3 bin 500 şirket Türkiye'de gözlemci
TAGI ortaklığı ile 40 milyon metrekare alan üzerinde 1 milyar kişiye TAGI'nin uluslararası denetim hizmetini verme lisansını aldıklarını hatırlatan Koç, "Bu, Türkiye'de bir ilk oldu. Amacımız Türkiye'nin Arap sermayesi tarafından daha tercih edilen bir ülke olmasına hizmet etmek. Ama önce Türkiye'deki önyargıların kırılması gerekiyor" dedi. Şu anda Türkiye'de Körfez sermayesini temsil eden 3 bin 500 şirket olduğuna işaret eden Koç, "Bu firmalar Türkiye'de yatırımdan çok gözlem yapıyor. Bu şirketlerin harekete geçmesi için Türkiye'nin yatırım araçlarını çeşitlendirmesi şart. Londra Borsası'nın yüzde 24'ü körfez sermayesinin elinde. Bu insanları artık ‘şeriat geliyor' diye dışlayamazsınız" diye konuştu. Deutche Bank ve HSBC gibi dev bankaların sukuk çıkardığına işaret eden Koç, şöyle konuştu:
"Sermaye, her ülkedeki değişik yatırım araçlarına yönelir. Bazıları macera sever, bazıları çok fazla güvenlik, bazıları ise dini referansları olan yatırım araçlarını tercih eder. Bir şeker dükkanı kurup tek bir şeker çeşidi satarsanız, kimse size gelmez. Bir an önce Ticaret Kanunu çıkarılmalı ve ‘sukuk'un önü açılmalı. Krizde fon çekmenin, yatırım çekmenin başka yolu yok."
Sukuk nedir?
Arapça'da "finansal sertifikalar" anlamına gelen ‘Sukuk', uluslararası sermaye piyasalarında finansmanı artırmak için geliştirilen önemli finansal araçlardan biri olarak tanımlanıyor. Faizsiz bankacılık ilkelerine uygunluğu nedeniyle ‘İslami fon' adıyla anılan sukuk, özel şirketler, devlet şirketleri ve finansal kurumlar tarafından sendikasyon finansmanına alternatif olarak kullanılıyor. ‘Sukuk'un proje, varlık ve bilânço endeksli olarak genel kullanım alanları bulunuyor.

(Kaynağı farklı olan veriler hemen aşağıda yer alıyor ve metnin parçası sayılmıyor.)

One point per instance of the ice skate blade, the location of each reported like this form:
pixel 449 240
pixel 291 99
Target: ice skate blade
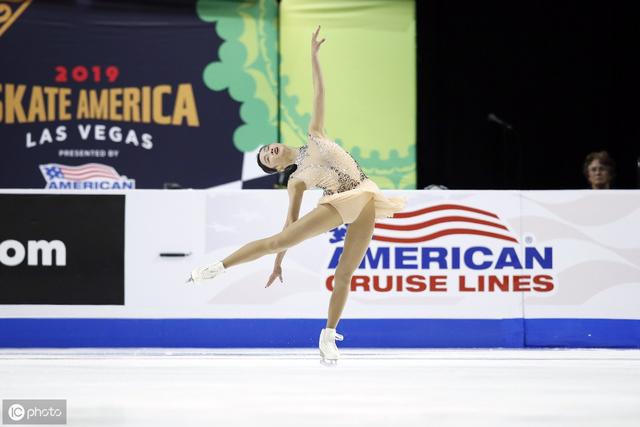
pixel 330 363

Likit bir enstrüman olan sukuk, ikincil piyasalarda işlem görüyor. Kolay ve etkin ödemesinin yapılmasıyla yatırım süresince düzenli gelir akışı sağlıyor.
Arap sermayesine konferans verecek
Karınca Yeminli Mali Muşavirlik şirketinin Genel Müdürlük görevini yürüten Mustafa Koç'un oğlu İdris Can Koç, bu ay sonunda Körfez sermayesiyle ilk yakın temaslarını gerçekleştireceklerini söyledi. Beyrut'ta 20-23 Aralık tarihlerinde Arap Denetçiler ve Muhasebeciler Federasyonu tarafından gerçekleştirilecek olan ‘Küresel Krizin Arap Dünyasına Etkileri' konulu seminere katılacaklarını anlatan Koç, "Lübnan Başbakanı da dahil birçok önemli konuğun olduğu toplantılar kapsamında ben de 2 saatlik bir sunum yapacağım. Krizde 4-5 yıl boyunca batıdan yatırım ve fon beklemek yerine Körfez sermayesini Türkiye'ye çekmenin her iki taraf için de getireceği avantajları anlatacağım" dedi.
24 Ocak kararları hırsız nesli yetiştirdi
Maliye Bakanlığı'nda 1975-83 yılları arasında hesap uzmanı olarak görev yaptığını anlatan Mustafa Koç, 12 Eylül darbesi öncesinde yürürlüğe giren 24 Ocak kararlarının Türkiye'deki finansal sistemi felakete sürüklediğini söyledi. Kendisi gibi hesap uzmanı olan Faik Başbuğ ile birlikte 1980 yılında ‘Kara Para' adlı bir kitap yazdıklarını ifade eden Koç, "Bankerlik sistemi, sermaye piyasasının korkunç, vahşi bir uygulamasıydı. Kitabımız bunu anlatıyordu ve o dönemde çok büyük ilgi gördü. İhracatçı nesli yetiştiriyoruz diye, hırsız nesli yetiştirdik. Gerek ekonomik gerekse sosyal açıdan o günleri hatırlamak bile istemiyorum" diye konuştu.